Таким образом, с появлением понятийного мышления чисто зрительный характер мима стал утрачиваться, обманы зрения становится обманом души, разыгрываемое действо приобретает отчетливо выраженную познавательную и этическую окраску. Отрываясь от фольклорной почвы, мим становится предметом литературной обработки. Софрон и Герод делают из него сниженный показ нравов, Сократ использует форму мима как путь к познанию истины. Повествовательное начало в этих рассказах еще крайне неразвито, их ядром по-прежнему остается диалог.
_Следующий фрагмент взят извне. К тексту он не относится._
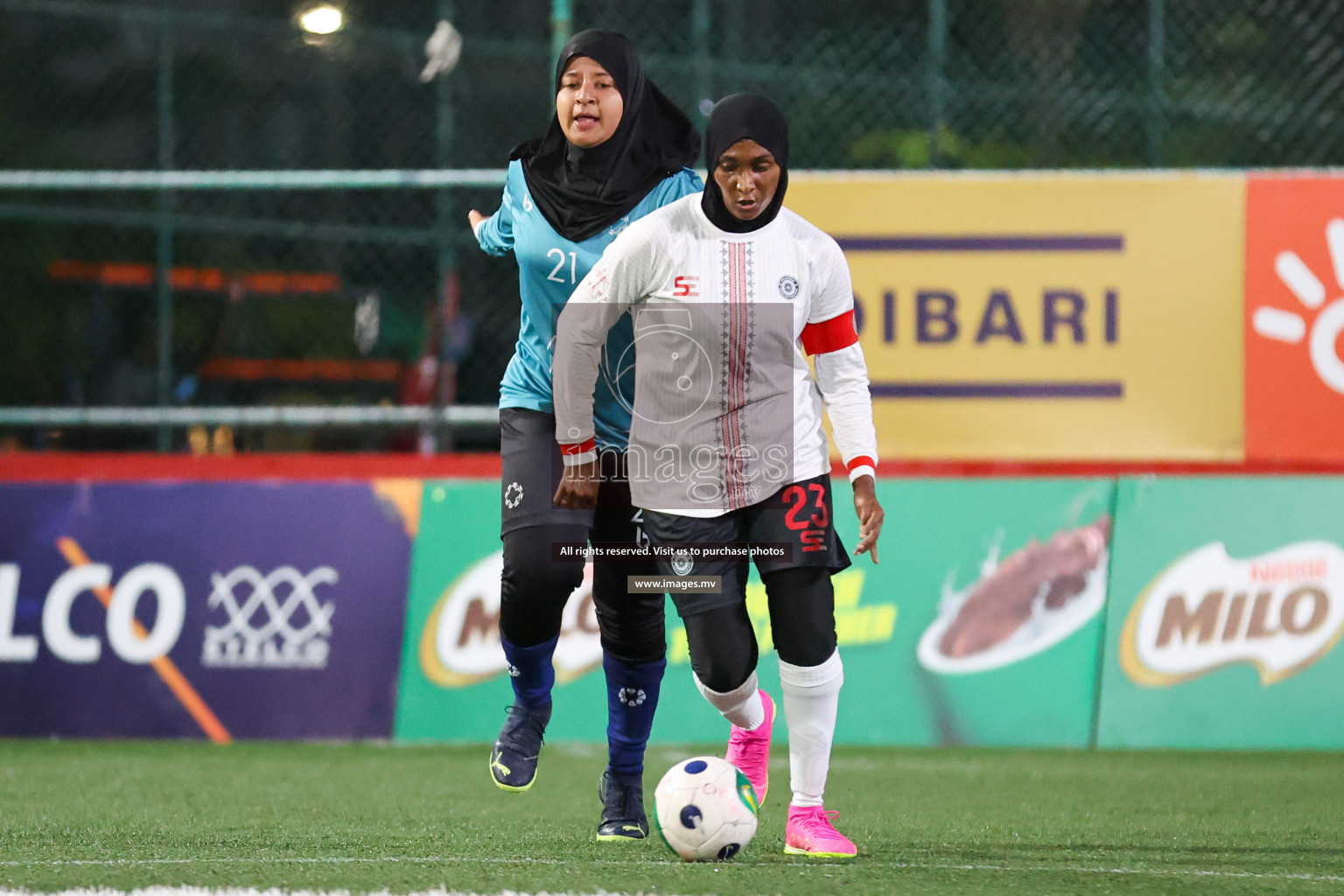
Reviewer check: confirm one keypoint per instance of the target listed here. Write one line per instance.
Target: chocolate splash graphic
(1002, 602)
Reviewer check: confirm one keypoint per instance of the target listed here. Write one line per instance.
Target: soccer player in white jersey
(729, 291)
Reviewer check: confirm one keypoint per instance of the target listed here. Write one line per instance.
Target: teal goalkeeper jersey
(550, 268)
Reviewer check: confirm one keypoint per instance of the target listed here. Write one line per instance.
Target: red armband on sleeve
(830, 336)
(578, 453)
(862, 465)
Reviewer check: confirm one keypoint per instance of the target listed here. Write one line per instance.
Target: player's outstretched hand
(578, 486)
(870, 514)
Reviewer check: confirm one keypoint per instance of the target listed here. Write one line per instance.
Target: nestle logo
(1278, 612)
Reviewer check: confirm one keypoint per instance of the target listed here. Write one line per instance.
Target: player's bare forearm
(870, 514)
(578, 486)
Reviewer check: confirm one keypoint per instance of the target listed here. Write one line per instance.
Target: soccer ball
(704, 808)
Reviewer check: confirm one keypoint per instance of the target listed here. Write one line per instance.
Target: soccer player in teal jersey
(616, 150)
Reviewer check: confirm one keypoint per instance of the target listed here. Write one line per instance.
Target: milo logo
(460, 644)
(1280, 612)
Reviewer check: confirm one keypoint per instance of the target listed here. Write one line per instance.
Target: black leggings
(536, 587)
(724, 647)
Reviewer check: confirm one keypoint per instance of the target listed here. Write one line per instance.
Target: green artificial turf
(361, 817)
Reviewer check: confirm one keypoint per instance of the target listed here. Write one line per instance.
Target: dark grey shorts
(533, 471)
(799, 514)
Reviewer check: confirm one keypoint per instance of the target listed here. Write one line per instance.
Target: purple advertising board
(203, 609)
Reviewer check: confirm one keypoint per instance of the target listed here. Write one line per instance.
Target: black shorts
(533, 468)
(797, 514)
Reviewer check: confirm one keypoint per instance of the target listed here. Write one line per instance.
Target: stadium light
(321, 19)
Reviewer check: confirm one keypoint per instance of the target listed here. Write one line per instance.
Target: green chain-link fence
(202, 298)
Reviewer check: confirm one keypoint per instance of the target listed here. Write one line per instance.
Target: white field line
(248, 891)
(430, 860)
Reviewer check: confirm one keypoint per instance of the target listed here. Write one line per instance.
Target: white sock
(810, 697)
(741, 705)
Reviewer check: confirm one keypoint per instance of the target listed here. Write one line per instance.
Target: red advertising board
(1294, 318)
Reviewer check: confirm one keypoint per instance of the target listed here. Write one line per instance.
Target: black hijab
(744, 116)
(581, 191)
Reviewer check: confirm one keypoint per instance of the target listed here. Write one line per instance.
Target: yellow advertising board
(1045, 316)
По словам О.М. Фрейденберг, «и в повествовательной форме мим продолжает сохранять свои былые черты, принявшие характер стилевой традиции: время в нем одномерно и кратко, отдельные куски жизни воспроизведены в нем наглядно, без углубления фона и анализа» (Фрейденберг 1978, 243—244). «Точечный» характер мима был очень удобен для быстрых зарисовок быта и нравов, для показа характеров в четко очерченных контурах. Таковы мимы Софрона, Эпихарма, Герода, Феокрита. Не трудно заметить, что основную продукцию раннего А.П. Чехова как раз составляют такие сценки-показы с отчетливым акцентом на нравоописании.

3

Говоря о литературной обработке мима, мы забегаем вперед. В отличие от древних греков, другие народы не знали такой быстрой трансформации фольклора в литературу. У них этот процесс шел медленно, балаганные зрелища типа античного мима обрабатывались не литераторами типа Герода или Платона, а простым народом; возникшие таким путем повествовательные формы получили название бытовой сказки и анекдота.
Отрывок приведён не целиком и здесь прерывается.